The only King Jonathan in Jewish history was Alexander Jannaeus ("Jannaeus" being an abbreviated form of "Jonathan") and it is widely believed that this was the King Jonathan of 4Q448, though some doubt has been raised over the identification.

The first column of the prayer may read:

1 "the holy city,
2 for Jonathan the king
3 and all the congregation of your people
4 Israel
5 which have been dispersed to the four
6 winds of the heavens
7 let peace be on all of them
8 and your kingdom"
9 "And may your name be praised"

Others translate the first and second line quite differently:

"Arise O Holy One
against' Jonathan the king"

If this text does in fact portray Alexander Jannaeus in a favorable light, it discounts his identification as the Wicked Priest, a figure mentioned in other scrolls.
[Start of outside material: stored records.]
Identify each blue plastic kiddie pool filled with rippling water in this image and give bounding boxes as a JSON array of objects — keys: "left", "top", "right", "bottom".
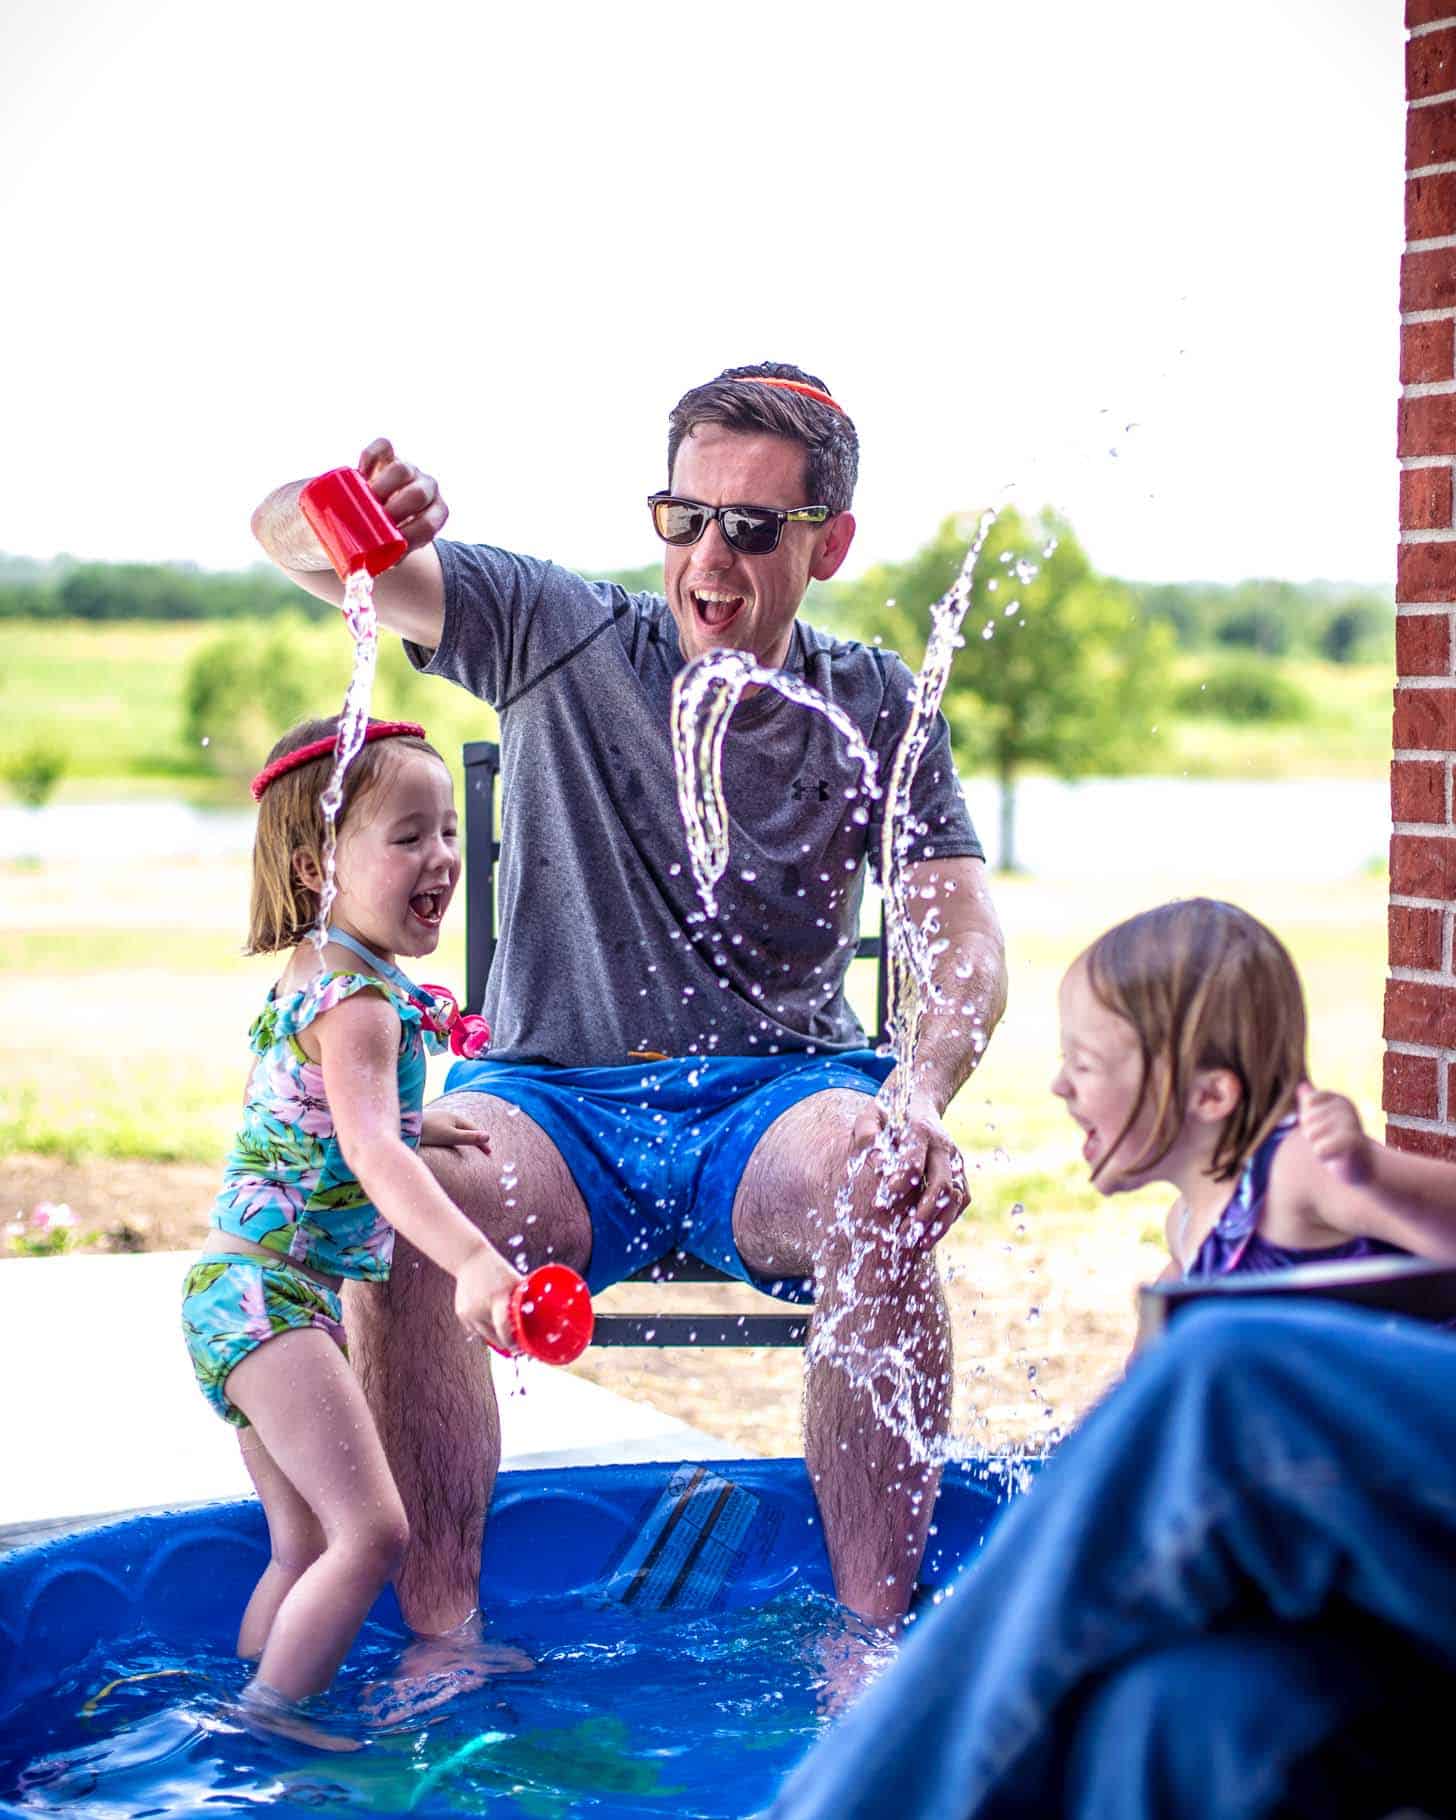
[{"left": 0, "top": 1460, "right": 1006, "bottom": 1820}]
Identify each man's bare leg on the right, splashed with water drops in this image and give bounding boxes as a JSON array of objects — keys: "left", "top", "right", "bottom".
[{"left": 733, "top": 1092, "right": 952, "bottom": 1623}]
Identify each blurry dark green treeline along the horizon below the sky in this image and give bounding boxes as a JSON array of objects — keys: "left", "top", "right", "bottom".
[{"left": 0, "top": 553, "right": 1394, "bottom": 662}]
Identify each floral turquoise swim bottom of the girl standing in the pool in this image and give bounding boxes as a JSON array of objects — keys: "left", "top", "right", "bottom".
[{"left": 182, "top": 1256, "right": 349, "bottom": 1429}]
For the reading that the text is against Alexander Jannaeus, according to K. Penner, E. Main, A Lemaire, D. Harrington and J. Strugnell, G. Lorein, and S. Goranson, with bibliography, see Goranson in the references, as well as Emmanuelle Main in the footnotes. In this interpretation, the prayer is asking God himself to rise against the king.

According to Steudel (2006), 4Q448 is quite similar to the larger manuscript 4QMMT based on philological analysis. Therefore these two manuscripts may have originally belonged to the same composition.